Chapter Summary

Chapter Summary

Key Points

  • 1.

    Deep Image Prior (DIP) uses the CNN architecture as an implicit prior, reconstructing from a single measurement without training data. Spectral bias causes low-frequency signal to be learned before high-frequency noise; early stopping acts as regularisation. The Deep Decoder eliminates the need for early stopping via under-parameterisation.

  • 2.

    Noise2Noise trains denoisers from noisy-noisy pairs (no clean data), converging to the MMSE estimator because the cross-term vanishes by independence. Noise2Void extends this to a single noisy image by exploiting pixel-independent noise, but fails for correlated noise (common after matched filtering in RF imaging).

  • 3.

    SURE provides an unbiased MSE estimate without clean targets, using the denoiser's divergence as a correction term computed via a single Monte Carlo probe vector.

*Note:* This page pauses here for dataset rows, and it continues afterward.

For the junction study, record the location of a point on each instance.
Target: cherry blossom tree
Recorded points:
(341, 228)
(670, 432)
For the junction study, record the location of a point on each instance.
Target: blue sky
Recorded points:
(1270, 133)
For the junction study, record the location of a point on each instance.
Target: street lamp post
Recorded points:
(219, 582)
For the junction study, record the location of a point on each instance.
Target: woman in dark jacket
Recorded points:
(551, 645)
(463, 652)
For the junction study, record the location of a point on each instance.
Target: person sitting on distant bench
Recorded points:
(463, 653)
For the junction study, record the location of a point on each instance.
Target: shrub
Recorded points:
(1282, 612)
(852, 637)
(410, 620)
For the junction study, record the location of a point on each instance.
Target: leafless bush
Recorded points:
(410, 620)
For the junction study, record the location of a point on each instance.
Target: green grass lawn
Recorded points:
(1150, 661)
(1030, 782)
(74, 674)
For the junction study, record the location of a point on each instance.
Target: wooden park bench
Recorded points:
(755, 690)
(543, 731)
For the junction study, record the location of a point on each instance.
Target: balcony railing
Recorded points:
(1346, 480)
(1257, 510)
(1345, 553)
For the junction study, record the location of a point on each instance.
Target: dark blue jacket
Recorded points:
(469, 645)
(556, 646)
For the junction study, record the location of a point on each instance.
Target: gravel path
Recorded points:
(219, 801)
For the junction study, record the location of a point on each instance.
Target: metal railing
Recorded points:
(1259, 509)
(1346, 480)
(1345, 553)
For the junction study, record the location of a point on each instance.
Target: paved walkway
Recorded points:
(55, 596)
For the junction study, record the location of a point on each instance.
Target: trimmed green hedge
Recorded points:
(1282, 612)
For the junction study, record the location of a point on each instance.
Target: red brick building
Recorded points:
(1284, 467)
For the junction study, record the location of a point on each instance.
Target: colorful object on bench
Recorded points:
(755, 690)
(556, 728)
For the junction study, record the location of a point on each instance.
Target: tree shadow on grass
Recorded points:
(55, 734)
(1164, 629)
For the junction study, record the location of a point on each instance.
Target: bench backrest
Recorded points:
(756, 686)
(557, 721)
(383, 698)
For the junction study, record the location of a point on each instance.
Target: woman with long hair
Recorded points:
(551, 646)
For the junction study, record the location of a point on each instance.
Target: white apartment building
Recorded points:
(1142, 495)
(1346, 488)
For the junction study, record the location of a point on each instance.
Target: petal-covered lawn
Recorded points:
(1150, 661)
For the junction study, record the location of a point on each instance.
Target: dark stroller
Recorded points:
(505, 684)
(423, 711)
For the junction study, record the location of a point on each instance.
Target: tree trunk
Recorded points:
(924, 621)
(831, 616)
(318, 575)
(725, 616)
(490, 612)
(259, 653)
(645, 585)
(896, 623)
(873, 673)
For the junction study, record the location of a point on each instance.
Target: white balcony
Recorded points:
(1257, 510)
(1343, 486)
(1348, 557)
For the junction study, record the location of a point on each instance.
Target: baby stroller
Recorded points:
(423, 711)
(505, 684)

SURE-trained denoisers match supervised quality for Gaussian noise. GSURE extends to inverse problems but is blind to the null space.

  • 4.

    Equivariant imaging uses known signal symmetries (rotations, shifts, flips) as self-supervision, constraining the null space of the forward operator without ground truth. The equivariance loss creates "virtual measurements" that provide indirect observations of unmeasured subspace components.

  • 5.

    Foundation models provide general-purpose priors that can be adapted to RF imaging via LoRA fine-tuning or operator conditioning (RAM). The domain gap between natural images and RF scenes requires careful adaptation; Caire's vision of a simulation-pretrained RF foundation model connects physics-based modelling with data-driven reconstruction.

  • 6.

    Self-supervised methods form a spectrum of data requirements: DIP (one measurement), Noise2Void (one noisy image), SURE (noisy images with known noise), Noise2Noise (noisy pairs), EI (unpaired measurements + symmetries), foundation models (large pretraining + small adaptation). The choice depends on available data, noise statistics, and computational budget.

Looking Ahead

This chapter completes Part VI on learned reconstruction methods. The methods of Chapters 20--23 form a spectrum from fully supervised (Chapter 20) to fully unsupervised (this chapter), with increasing independence from training data but also increasing reliance on architectural priors and symmetry assumptions.

Part VII takes a fundamentally different perspective: rather than reconstructing images on a voxel grid, neural scene representations (NeRF, 3D Gaussian splatting, signed distance functions) model the 3D scene as a continuous function, enabling joint estimation of geometry, reflectivity, and material properties from RF measurements.